Describe your journey since leaving Abertay?
I graduated with a first class degree in Computer Games Technology from Abertay in 2013. I was fortunate enough to join the fantastic team at Rockstar North as a Junior Engine Programmer right away. Outside of work I have been involved with IGDA Scotland since receiving an IGDA Scholarship to go to GDC in my 4th year at University. I started volunteering with the Scottish Chapter as soon as I got back and have since joined the Board of Directors and been serving as Chair for the chapter for the past 2 years. I find it really rewarding to work so closely with the fantastic game dev community we have in Scotland to build and strengthen it where we can. I also feel very strongly about bringing more diversity to the games industry and making space for new voices. I have worked with young people, parents, teachers and educational institutions and advocated for a more open and better understood games industry in various capacities - as a CoderDojo mentor, a STEM, Video Games and Women in Games Ambassador or by giving talks at Universities and conferences.

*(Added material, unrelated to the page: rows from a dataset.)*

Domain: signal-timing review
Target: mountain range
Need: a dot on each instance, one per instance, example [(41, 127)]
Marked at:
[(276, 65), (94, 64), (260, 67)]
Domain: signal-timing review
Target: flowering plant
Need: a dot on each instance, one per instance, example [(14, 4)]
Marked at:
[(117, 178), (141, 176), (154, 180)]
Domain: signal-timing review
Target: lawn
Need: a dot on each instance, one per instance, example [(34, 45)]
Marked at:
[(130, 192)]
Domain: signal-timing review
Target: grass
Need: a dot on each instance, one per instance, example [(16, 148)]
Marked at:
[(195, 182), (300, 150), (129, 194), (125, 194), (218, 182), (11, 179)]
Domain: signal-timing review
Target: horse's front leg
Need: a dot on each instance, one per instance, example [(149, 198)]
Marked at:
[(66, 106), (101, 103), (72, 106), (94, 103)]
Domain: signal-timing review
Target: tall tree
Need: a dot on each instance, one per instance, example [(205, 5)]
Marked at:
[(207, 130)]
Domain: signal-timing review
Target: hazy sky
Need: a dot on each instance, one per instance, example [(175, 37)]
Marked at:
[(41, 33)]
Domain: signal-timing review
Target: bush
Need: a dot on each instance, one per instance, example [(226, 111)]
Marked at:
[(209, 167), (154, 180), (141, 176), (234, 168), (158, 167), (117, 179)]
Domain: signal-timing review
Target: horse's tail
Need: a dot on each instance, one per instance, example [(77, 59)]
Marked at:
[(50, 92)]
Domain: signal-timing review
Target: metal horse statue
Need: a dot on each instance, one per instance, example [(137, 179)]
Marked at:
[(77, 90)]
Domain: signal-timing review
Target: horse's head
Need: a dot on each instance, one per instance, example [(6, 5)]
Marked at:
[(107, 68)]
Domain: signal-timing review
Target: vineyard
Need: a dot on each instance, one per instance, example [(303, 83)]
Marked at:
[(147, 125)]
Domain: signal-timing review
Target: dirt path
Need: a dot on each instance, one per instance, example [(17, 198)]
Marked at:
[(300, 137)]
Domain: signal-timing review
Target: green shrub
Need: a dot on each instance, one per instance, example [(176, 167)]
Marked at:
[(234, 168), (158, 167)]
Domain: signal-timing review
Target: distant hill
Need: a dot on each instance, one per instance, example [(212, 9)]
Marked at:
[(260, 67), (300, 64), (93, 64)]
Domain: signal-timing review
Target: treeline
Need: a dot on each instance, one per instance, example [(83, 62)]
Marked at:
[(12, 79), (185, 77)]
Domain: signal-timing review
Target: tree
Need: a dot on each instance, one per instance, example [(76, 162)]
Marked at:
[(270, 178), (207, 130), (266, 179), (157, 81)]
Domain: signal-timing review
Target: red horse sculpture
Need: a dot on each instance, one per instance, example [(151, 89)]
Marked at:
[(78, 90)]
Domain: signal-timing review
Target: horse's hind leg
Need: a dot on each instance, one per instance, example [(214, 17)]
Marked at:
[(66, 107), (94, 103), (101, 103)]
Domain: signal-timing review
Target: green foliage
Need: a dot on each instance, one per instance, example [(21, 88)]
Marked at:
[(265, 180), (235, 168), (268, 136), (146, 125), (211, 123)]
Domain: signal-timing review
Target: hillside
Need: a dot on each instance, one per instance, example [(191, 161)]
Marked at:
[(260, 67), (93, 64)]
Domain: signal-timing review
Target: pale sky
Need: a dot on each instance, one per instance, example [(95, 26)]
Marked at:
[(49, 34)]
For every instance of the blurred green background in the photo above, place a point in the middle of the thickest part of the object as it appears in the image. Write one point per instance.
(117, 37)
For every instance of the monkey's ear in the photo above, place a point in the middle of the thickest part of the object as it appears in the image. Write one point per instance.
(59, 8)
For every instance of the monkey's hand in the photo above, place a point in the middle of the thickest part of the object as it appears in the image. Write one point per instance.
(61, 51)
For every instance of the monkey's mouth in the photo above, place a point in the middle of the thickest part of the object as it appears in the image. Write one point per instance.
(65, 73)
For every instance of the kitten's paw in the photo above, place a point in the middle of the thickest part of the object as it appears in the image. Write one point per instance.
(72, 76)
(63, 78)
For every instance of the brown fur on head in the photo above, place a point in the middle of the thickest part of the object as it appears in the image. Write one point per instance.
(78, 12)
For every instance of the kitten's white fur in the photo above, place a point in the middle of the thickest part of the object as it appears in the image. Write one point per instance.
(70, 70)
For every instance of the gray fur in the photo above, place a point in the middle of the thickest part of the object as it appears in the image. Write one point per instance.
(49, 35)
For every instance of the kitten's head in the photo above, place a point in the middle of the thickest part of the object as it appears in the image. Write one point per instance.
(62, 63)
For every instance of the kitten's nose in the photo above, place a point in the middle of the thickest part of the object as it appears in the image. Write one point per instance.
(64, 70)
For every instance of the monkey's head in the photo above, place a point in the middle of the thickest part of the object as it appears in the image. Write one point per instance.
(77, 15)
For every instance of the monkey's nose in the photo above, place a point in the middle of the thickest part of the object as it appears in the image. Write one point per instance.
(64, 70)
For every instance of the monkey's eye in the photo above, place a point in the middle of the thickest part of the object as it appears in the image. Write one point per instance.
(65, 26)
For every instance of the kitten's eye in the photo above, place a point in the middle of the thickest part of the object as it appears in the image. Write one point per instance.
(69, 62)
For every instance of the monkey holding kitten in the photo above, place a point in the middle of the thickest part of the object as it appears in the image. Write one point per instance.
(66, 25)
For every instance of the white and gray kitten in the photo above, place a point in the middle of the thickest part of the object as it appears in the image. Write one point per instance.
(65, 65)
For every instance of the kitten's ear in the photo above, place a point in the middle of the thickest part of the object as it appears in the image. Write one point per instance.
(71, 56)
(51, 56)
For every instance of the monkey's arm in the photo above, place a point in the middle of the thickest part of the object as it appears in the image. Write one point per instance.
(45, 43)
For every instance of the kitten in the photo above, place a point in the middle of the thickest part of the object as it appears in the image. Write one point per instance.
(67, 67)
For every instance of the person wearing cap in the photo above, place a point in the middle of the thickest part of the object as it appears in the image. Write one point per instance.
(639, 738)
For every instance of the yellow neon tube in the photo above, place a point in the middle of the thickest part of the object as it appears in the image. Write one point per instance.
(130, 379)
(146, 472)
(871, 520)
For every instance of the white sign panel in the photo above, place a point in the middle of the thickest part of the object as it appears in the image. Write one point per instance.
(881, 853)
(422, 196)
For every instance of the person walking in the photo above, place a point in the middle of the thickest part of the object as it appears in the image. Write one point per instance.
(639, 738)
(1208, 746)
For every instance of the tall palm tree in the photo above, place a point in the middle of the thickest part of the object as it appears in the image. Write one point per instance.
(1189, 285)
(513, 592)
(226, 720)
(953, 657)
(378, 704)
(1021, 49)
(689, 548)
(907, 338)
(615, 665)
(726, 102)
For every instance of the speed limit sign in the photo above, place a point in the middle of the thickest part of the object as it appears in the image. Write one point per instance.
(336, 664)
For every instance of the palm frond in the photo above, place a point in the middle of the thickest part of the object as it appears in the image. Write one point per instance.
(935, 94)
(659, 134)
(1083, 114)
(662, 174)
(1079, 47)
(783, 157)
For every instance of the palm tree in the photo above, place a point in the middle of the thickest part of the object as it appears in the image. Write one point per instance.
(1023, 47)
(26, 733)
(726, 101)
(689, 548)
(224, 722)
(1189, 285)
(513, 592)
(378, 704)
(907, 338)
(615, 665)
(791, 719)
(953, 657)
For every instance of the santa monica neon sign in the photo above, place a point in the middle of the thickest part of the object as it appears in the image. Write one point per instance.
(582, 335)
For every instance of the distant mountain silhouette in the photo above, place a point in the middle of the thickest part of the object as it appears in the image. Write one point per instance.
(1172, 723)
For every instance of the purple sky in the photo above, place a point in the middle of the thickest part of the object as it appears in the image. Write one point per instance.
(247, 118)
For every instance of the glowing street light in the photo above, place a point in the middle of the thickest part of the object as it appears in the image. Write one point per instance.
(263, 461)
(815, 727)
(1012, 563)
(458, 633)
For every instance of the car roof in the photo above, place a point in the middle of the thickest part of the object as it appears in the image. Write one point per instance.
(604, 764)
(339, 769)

What impact did Abertay have on you?
I loved my time at Abertay! I relished the opportunity to throw myself into learning about all aspects of game development as part of my course and self-study. I enjoyed the challenge and the freedom to explore particular directions I was interested in and I felt like I was in an environment that supported my curiosity. Upon graduating I felt prepared and ready to jump in and start working in the games industry.
I met, made friends with and was inspired by many people. I have built lasting friendships and I even work with some of the people from my Abertay family now. Having plenty of events like game jams or dev meetups on or around campus, bringing together fellow students and local developers impressed upon me an appreciation and love for community building that I now get to practice as the Chair of IGDA Scotland as well as a Women in Games and STEM Ambassador.
What advice would you give your younger self?
Don't be afraid to put yourself out there. Go to developer meetups and game jams, especially for students they can provide invaluable experience and connections. Don't doubt your abilities, especially without trying first. Just because something seems scary or difficult, doesn't mean you won't enjoy it or even find that you're good at it. Whatever path you might have envisaged at the start, be ready and flexible to adapt as it will definitely change and that's a good thing. Follow your heart and passion to find what really energises you. It's never too late to start doing something.